Over in Newark, the cost of kindergarten is $105, while it’s $120 in Sandwich. Plano CUSD 88 also offers kindergarten for $120, while Yorkville comes in at a cost of $70. Plano, Sandwich and Newark also differ from Yorkville and Oswego by providing the same cost for kindergarten registration as other elementary-school grades. SD308 again stands alone, with a separate cost of $60 for half-day kindergarten – the lowest in the county. Full-day kindergarten, another fee increased by the district’s recent budget cuts, went up to $300, the most expensive in the county.
In districts across the county and Sandwich, elementary school registration fees are mostly the same. SD308, Plano and Sandwich each cost $120, while Yorkville and Sandwich divide up their grades differently. For grades one through three, Yorkville charges $110; it's $144 for grades four and five. In Newark, the cost is $105 for first- through fourth-graders, and $130 for fifth-graders.
In junior high, numbers cover about a $60 window, with Newark coming in at the lowest with $130. Yorkville, which separates the grade six fee from that for grades seven and eight, costs $143 for grade six and $182 for grades seven and eight. Plano also splits grade costs, with sixth grade at $120, and seventh and eighth grades at $160. Sandwich is chalked up as the highest in the area, with a cost of $195, while SD308 falls in the middle ground at $165.

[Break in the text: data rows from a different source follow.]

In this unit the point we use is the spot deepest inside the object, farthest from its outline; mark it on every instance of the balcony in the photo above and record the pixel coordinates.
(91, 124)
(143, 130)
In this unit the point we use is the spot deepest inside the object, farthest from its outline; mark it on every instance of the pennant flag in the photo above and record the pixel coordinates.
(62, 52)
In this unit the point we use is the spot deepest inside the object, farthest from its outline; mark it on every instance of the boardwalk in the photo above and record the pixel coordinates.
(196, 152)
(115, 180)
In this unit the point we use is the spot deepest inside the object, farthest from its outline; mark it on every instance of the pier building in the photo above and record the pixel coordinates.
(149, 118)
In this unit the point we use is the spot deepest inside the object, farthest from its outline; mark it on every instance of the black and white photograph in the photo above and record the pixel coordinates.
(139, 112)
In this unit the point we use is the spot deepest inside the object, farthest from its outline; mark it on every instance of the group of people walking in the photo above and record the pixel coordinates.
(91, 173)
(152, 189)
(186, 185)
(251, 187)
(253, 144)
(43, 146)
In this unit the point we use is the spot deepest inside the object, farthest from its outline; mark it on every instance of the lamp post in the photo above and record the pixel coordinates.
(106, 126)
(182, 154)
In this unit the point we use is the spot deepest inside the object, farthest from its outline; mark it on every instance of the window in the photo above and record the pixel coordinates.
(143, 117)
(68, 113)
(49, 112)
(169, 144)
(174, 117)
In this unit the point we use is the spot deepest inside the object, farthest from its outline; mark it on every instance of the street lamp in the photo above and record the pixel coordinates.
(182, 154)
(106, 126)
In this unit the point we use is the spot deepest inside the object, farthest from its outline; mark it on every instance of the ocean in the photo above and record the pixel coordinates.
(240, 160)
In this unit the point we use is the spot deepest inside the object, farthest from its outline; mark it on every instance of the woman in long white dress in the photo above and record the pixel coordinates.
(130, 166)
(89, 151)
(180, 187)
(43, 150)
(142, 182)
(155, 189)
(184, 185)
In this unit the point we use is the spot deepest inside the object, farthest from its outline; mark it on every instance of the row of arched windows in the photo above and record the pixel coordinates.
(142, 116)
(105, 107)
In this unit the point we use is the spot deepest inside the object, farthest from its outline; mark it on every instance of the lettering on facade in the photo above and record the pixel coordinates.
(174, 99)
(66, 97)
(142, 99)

Excluding course fees, the costs to register students in high school are the most similar, with a difference of only $10 between the highest and lowest fees. SD308 and Yorkville are the lowest, both coming in at $195, while both Newark and Plano cost $200. Sandwich is – barely – the highest at $205.
While student registration fees are applicable to all students in all districts, some fees – class fees, activity fees, club fees and intramural fees – are additional costs that vary from district to district. One fee, representative across all districts, is driver’s education. The cost of driver’s education is one of the most varied fees. SD308 is currently the highest at $400. Yorkville follows at $315, Plano and Sandwich at $250, and Newark is the lowest at $150.
Athletic fees also cover a wide range across the districts. As the numbers for junior highs are not readily available for some areas, high school fees are easier to compare. Again, SD308 comes in at the highest at $300 per student per sport, thanks to decisions made as part of the district’s recent budget cuts and revenue increases. All other districts fall drastically below SD308, with Yorkville, Sandwich and Plano at $80 per student per sport, while Newark costs only $50 per sport, with the exception of golf at $100.
The change to SD308's athletic fees raised strong concerns among coaches, student athletes, and parents, who expressed their fears before the Board of Education at a meeting in February. Former Oswego High School football coach Karl Hoinkes told the board, “High school sports should not be a game just for people who are financially well-off. ... What we’re doing is we’re going to exclude quite a few people. I know the bottom line is the bottom line, but the bottom line is really our kids.”
“We are a community of middle-class families, with both parents working full-time jobs,” parent Maureen Ford said. “Imposing a fee of that much, that quickly, is going to be impossible for our families and my family to do.”
“What you actually have done with this fee is you are cutting athletics,” she said. “You are doing it, and I ask all of you to take a moment to step back, and realize what you’ve done, and see the ramifications of what this increase could do, not only to the families and the students, but the people we employ in this district.”